The great, first and foremost public triumph of the latest exhibitions, however, raises at least one further question: is her artistic production really well understood, absorbed, or, as is often the case, is it her biography, extravagant, subversive, that dictates the law, intrigues and makes heady numbers even at auctions? For a long time Kusama risked (and still does) getting entangled in this controversial misunderstanding, a querelle that runs throughout art history, ancient and contemporary.
One certainty remains. Between adventure and method, to create like the Mad Hatter with one’s own life, however complex, and with one’s own work, however multifaceted, dystopian and misunderstood, a world unto itself, is not a common operation; it requires, instead, a capacity for fairy-tale invention that few know how to make their own and real.
All the more so if rewriting it all over again means turning traditions upside down, routing taboos, conditioning, and asserting, as Yayoi Kusama stubbornly did, with courage, beyond her illness, her own freedom, especially for a woman, and especially if she was born in a country like Japan in those years still imbued with a culture that sustained a backward and stifling system of values and traditions.

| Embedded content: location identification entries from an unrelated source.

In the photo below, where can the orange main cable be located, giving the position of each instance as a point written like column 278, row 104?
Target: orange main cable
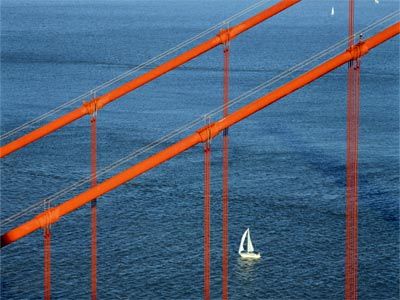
column 52, row 215
column 101, row 101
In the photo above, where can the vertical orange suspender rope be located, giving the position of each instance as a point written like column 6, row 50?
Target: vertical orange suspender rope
column 47, row 262
column 207, row 197
column 225, row 178
column 93, row 166
column 353, row 98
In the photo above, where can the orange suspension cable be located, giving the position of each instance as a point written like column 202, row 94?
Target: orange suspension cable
column 207, row 200
column 47, row 262
column 135, row 83
column 200, row 136
column 93, row 166
column 225, row 183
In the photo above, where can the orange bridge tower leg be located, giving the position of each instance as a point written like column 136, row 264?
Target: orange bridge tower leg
column 207, row 203
column 93, row 208
column 353, row 102
column 225, row 180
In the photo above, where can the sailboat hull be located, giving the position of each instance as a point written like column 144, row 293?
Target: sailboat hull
column 250, row 255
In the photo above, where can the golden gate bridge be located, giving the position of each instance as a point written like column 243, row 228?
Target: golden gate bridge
column 201, row 135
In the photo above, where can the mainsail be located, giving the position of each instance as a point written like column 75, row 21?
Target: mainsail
column 241, row 248
column 250, row 247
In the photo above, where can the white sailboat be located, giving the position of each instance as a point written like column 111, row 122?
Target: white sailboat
column 249, row 253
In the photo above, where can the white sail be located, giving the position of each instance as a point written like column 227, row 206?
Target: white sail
column 241, row 248
column 250, row 247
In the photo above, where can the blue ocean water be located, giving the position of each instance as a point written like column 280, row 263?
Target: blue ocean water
column 287, row 167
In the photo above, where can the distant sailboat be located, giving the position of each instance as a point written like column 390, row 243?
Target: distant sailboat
column 249, row 253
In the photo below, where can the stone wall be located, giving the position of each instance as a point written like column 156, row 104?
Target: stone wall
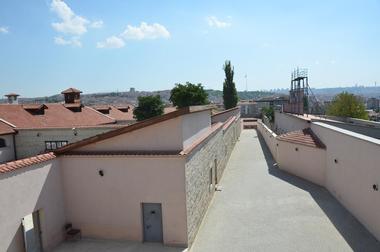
column 31, row 142
column 212, row 155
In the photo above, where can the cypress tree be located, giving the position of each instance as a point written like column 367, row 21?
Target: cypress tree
column 230, row 97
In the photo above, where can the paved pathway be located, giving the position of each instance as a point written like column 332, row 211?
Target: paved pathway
column 261, row 208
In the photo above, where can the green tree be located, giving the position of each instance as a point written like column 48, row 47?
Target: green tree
column 347, row 105
column 148, row 106
column 188, row 95
column 230, row 97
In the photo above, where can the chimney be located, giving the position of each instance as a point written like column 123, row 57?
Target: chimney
column 12, row 98
column 72, row 95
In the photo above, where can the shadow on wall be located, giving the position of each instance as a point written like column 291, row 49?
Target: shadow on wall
column 44, row 194
column 355, row 234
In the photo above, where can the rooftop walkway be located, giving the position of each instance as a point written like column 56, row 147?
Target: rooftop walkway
column 262, row 208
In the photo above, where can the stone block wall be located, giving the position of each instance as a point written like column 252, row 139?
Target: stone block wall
column 212, row 155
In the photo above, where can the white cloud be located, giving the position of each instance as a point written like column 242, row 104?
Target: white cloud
column 97, row 24
column 71, row 23
column 215, row 22
column 111, row 42
column 4, row 29
column 74, row 41
column 145, row 31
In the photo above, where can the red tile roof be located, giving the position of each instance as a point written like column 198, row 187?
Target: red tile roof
column 132, row 127
column 34, row 106
column 14, row 165
column 55, row 115
column 304, row 137
column 12, row 94
column 114, row 111
column 71, row 90
column 6, row 129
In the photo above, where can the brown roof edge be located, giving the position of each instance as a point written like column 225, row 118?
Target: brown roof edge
column 226, row 111
column 300, row 137
column 71, row 90
column 17, row 164
column 133, row 127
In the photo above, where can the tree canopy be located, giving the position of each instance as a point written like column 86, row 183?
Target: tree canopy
column 188, row 95
column 230, row 97
column 148, row 106
column 347, row 105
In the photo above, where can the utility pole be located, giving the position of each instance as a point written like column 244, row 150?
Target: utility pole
column 246, row 83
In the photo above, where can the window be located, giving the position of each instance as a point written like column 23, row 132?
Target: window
column 52, row 145
column 210, row 179
column 2, row 143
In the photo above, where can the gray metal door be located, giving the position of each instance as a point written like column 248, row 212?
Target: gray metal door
column 152, row 221
column 32, row 232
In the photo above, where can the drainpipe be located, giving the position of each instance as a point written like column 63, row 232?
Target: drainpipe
column 14, row 145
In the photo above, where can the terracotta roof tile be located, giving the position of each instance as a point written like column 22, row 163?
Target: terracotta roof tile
column 5, row 129
column 12, row 94
column 55, row 115
column 18, row 164
column 304, row 137
column 71, row 90
column 132, row 127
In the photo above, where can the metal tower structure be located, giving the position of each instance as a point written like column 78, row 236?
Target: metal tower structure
column 299, row 91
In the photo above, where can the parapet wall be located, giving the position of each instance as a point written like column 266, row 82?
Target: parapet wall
column 203, row 169
column 25, row 190
column 353, row 172
column 348, row 167
column 269, row 137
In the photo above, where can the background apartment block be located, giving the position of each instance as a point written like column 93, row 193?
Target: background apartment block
column 113, row 185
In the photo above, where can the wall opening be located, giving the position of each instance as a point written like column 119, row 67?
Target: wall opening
column 32, row 232
column 2, row 143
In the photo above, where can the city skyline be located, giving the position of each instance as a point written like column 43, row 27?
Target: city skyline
column 100, row 47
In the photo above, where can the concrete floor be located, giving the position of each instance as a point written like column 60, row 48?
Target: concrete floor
column 88, row 245
column 262, row 208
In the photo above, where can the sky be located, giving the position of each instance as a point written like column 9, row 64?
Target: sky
column 101, row 46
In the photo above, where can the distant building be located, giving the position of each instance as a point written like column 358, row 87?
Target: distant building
column 150, row 182
column 12, row 98
column 31, row 129
column 373, row 103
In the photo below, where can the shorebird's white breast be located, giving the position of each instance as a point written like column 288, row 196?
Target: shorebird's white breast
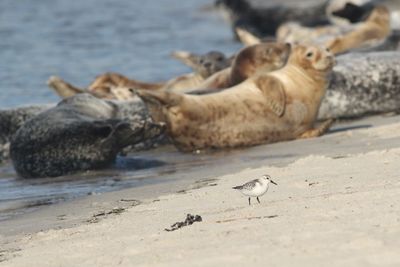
column 258, row 190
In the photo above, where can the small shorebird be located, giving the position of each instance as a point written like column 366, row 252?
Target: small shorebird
column 255, row 188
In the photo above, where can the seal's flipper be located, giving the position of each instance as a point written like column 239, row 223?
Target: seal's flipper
column 63, row 88
column 274, row 93
column 246, row 37
column 164, row 98
column 318, row 131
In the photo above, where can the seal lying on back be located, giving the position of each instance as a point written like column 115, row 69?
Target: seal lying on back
column 115, row 86
column 80, row 133
column 276, row 106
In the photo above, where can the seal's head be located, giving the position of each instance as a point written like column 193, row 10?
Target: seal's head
column 264, row 57
column 312, row 58
column 203, row 64
column 380, row 15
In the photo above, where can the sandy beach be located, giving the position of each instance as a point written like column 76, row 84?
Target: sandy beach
column 335, row 205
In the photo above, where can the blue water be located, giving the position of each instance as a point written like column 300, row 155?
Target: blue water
column 78, row 40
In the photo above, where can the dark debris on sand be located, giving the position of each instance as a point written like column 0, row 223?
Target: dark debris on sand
column 190, row 219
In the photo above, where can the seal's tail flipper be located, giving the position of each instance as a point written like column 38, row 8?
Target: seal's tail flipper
column 165, row 98
column 63, row 88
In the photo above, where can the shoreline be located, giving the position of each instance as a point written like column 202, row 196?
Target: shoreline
column 366, row 151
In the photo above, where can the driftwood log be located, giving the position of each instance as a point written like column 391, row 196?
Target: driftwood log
column 362, row 84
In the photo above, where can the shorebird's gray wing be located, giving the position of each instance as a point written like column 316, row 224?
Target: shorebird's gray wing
column 247, row 186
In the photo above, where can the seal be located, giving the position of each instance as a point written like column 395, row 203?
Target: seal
column 263, row 21
column 266, row 108
column 263, row 57
column 11, row 120
column 116, row 86
column 205, row 65
column 340, row 39
column 81, row 133
column 362, row 84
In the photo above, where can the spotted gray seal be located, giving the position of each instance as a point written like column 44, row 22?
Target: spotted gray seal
column 11, row 120
column 81, row 133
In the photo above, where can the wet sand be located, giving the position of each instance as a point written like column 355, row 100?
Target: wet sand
column 335, row 204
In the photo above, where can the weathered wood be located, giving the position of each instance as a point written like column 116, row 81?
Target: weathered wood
column 362, row 84
column 263, row 21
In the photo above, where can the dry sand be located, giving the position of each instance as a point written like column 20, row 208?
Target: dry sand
column 326, row 211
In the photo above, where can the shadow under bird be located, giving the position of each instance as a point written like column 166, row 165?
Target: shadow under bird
column 255, row 188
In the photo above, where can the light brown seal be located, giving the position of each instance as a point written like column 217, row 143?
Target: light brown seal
column 277, row 106
column 116, row 86
column 264, row 57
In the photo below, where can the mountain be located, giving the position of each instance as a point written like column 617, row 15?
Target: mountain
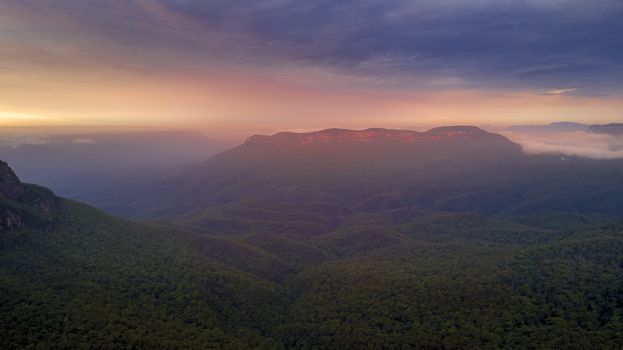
column 332, row 166
column 264, row 277
column 552, row 127
column 23, row 205
column 610, row 129
column 322, row 175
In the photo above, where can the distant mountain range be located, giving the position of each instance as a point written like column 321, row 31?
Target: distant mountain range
column 338, row 239
column 451, row 169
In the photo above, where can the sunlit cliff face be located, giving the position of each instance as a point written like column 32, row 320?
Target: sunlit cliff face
column 344, row 136
column 236, row 68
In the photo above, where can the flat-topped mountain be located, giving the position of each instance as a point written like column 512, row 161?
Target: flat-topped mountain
column 24, row 204
column 373, row 135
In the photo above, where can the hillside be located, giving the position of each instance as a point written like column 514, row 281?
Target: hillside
column 266, row 278
column 446, row 169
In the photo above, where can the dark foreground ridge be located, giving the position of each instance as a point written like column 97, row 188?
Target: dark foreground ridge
column 23, row 204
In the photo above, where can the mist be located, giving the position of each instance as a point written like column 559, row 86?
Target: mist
column 576, row 143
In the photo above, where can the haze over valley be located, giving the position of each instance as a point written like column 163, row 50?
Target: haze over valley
column 367, row 174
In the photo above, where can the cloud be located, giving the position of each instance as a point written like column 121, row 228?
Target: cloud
column 578, row 143
column 511, row 44
column 9, row 141
column 83, row 141
column 560, row 91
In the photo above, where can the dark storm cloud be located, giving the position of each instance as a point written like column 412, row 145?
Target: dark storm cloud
column 563, row 45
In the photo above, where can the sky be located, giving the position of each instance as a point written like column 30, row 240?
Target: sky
column 244, row 67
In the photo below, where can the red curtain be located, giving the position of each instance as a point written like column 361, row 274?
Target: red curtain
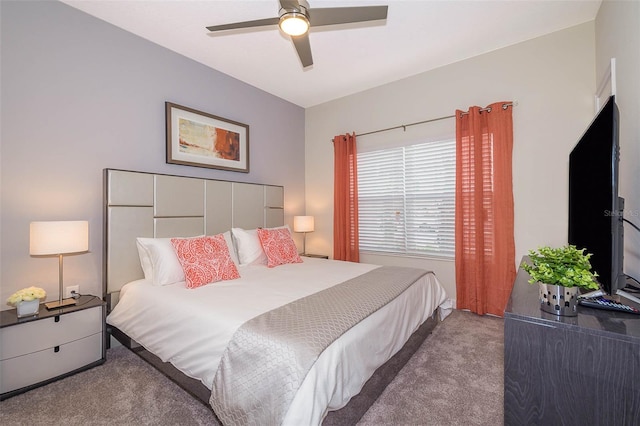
column 485, row 248
column 345, row 199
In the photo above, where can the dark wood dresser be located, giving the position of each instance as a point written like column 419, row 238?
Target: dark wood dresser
column 582, row 370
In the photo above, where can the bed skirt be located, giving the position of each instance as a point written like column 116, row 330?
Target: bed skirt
column 348, row 415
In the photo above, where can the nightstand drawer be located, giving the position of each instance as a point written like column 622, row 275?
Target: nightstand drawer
column 18, row 372
column 35, row 336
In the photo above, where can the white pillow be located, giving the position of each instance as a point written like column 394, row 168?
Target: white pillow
column 249, row 248
column 232, row 247
column 248, row 245
column 159, row 261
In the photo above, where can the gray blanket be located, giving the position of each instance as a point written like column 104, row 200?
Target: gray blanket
column 269, row 356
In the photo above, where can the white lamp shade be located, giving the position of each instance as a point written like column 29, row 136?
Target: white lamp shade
column 58, row 237
column 303, row 223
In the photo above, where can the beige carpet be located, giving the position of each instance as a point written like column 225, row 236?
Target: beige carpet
column 455, row 378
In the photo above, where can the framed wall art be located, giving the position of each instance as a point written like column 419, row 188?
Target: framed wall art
column 195, row 138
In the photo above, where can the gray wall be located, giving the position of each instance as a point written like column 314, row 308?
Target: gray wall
column 618, row 36
column 80, row 95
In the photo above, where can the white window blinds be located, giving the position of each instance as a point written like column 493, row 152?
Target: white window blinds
column 406, row 199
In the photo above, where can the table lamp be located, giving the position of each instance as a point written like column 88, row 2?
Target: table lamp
column 58, row 238
column 303, row 224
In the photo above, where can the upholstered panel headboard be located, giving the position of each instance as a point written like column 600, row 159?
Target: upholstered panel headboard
column 139, row 204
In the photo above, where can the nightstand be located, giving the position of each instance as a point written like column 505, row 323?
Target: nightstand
column 54, row 344
column 317, row 256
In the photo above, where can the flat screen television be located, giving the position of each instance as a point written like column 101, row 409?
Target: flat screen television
column 595, row 209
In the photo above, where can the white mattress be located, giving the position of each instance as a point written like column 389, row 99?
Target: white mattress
column 191, row 327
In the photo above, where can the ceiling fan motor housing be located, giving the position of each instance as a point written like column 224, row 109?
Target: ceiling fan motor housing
column 294, row 21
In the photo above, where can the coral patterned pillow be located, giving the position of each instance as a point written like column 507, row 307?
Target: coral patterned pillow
column 278, row 246
column 205, row 260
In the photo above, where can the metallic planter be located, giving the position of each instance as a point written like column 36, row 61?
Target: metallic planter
column 559, row 300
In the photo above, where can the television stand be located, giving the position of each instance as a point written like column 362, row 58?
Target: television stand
column 569, row 370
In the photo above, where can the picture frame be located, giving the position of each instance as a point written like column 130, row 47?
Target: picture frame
column 199, row 139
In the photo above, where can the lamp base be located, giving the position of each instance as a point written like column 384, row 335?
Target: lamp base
column 60, row 304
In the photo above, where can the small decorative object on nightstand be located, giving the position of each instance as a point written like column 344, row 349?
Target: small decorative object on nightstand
column 39, row 349
column 27, row 301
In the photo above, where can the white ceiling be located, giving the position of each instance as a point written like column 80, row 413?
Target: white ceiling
column 418, row 35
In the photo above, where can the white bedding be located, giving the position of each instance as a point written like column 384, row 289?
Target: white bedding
column 193, row 334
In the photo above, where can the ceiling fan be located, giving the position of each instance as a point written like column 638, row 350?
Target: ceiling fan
column 296, row 17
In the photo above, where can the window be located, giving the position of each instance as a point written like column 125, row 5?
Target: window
column 406, row 199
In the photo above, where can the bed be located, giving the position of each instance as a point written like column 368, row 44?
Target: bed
column 192, row 328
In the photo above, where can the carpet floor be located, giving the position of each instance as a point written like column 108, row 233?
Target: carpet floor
column 455, row 378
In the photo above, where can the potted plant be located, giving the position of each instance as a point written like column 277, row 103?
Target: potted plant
column 560, row 272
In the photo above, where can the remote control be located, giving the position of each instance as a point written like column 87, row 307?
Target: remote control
column 610, row 305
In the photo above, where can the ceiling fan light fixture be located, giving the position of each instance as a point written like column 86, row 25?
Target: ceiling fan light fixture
column 294, row 23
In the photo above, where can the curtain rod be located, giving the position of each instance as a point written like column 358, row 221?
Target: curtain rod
column 404, row 126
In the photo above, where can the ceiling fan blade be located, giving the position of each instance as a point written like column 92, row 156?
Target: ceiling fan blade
column 345, row 15
column 246, row 24
column 289, row 4
column 303, row 47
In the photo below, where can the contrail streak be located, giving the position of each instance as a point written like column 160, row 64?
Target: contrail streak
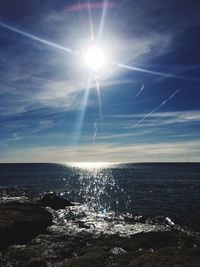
column 140, row 91
column 157, row 73
column 38, row 39
column 162, row 104
column 95, row 132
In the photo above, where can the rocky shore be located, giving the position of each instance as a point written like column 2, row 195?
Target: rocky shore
column 53, row 232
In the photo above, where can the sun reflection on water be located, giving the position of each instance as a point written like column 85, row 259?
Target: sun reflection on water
column 90, row 165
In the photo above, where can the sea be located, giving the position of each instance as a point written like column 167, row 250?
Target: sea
column 145, row 193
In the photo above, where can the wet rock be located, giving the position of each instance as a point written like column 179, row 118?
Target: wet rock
column 87, row 260
column 20, row 222
column 54, row 202
column 117, row 251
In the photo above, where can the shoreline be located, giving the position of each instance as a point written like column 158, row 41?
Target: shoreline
column 73, row 240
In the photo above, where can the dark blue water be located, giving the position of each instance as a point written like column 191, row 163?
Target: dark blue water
column 164, row 189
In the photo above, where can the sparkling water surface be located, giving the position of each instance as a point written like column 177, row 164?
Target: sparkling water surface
column 165, row 189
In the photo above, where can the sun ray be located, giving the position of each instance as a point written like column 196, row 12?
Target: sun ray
column 91, row 22
column 103, row 16
column 84, row 105
column 99, row 97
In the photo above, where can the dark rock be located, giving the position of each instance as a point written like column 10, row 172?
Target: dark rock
column 54, row 202
column 87, row 260
column 20, row 222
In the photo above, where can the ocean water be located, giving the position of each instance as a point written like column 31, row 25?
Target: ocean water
column 149, row 192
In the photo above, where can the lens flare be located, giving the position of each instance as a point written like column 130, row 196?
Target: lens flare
column 95, row 58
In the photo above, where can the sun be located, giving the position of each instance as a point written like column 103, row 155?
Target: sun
column 95, row 58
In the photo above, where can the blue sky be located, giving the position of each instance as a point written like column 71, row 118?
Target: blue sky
column 49, row 107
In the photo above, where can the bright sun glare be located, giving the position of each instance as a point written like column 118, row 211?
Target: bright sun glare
column 90, row 165
column 95, row 58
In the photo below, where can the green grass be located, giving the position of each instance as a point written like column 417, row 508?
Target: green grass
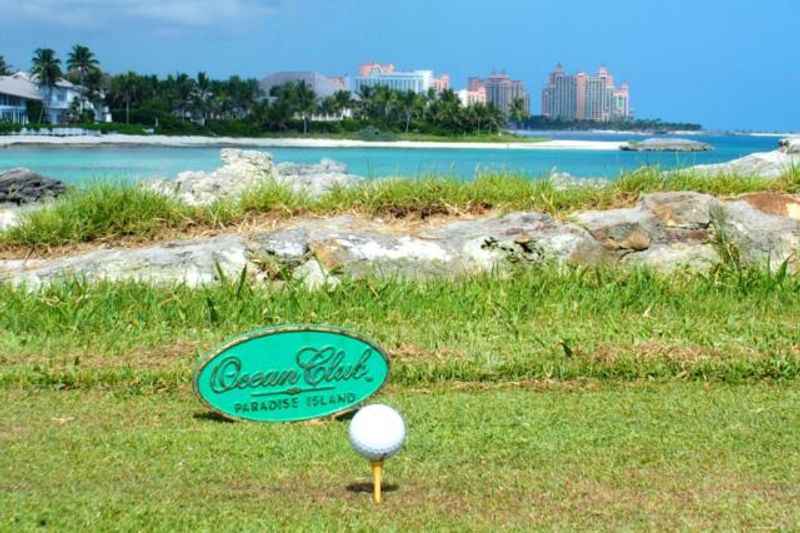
column 543, row 323
column 574, row 399
column 644, row 457
column 103, row 212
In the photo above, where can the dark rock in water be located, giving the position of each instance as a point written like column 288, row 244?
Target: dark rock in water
column 667, row 145
column 23, row 186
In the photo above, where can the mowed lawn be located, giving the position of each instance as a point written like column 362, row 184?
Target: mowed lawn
column 548, row 398
column 667, row 456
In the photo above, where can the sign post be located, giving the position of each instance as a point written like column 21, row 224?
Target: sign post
column 289, row 374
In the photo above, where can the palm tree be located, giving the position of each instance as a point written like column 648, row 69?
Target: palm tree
column 47, row 71
column 184, row 89
column 518, row 111
column 408, row 104
column 202, row 94
column 5, row 68
column 126, row 87
column 82, row 61
column 343, row 100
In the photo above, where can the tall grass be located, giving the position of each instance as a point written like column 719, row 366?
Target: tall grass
column 543, row 323
column 114, row 211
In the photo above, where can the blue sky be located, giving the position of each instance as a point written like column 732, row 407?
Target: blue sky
column 726, row 64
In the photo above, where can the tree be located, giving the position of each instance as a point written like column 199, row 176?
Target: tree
column 518, row 111
column 5, row 68
column 305, row 102
column 342, row 101
column 46, row 69
column 202, row 95
column 125, row 87
column 82, row 61
column 408, row 104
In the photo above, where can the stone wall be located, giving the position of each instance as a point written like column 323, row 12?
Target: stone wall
column 665, row 231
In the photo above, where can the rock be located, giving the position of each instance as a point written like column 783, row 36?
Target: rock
column 9, row 218
column 345, row 246
column 246, row 170
column 790, row 145
column 764, row 165
column 758, row 230
column 315, row 180
column 241, row 170
column 191, row 262
column 315, row 277
column 679, row 256
column 487, row 244
column 664, row 231
column 564, row 180
column 21, row 186
column 666, row 145
column 618, row 229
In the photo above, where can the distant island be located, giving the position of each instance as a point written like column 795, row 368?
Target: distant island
column 645, row 125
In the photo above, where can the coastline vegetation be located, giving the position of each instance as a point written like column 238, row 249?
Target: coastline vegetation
column 181, row 104
column 671, row 456
column 105, row 212
column 545, row 323
column 650, row 125
column 667, row 382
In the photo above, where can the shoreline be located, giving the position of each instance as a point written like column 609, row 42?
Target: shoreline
column 233, row 142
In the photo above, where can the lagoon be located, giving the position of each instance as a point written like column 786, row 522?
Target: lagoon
column 76, row 165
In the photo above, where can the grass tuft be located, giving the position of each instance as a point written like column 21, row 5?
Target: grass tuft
column 545, row 323
column 114, row 211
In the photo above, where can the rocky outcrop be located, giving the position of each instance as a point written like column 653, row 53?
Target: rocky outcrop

Just as the story of Alice Liddell, the little girl who inspired Carroll’s novel, tells us of a country like England that at that time imposed a childhood upbringing based on a “proper” entrance to the adult world, Yayoi Kusama’s story also tells us that overthrowing an order established by oppressive rules and an imposition of values that does not take into account the innermost essence of the child’s world and, in general, the nature of human beings, is possible. Alice in Wonderland and Yayoi Kusama’s fairy tale, out of all distortion, has this profound meaning: inventing an upside-down world can be done, because a more human and dreamy look is just around the corner. All you have to do is close your eyes.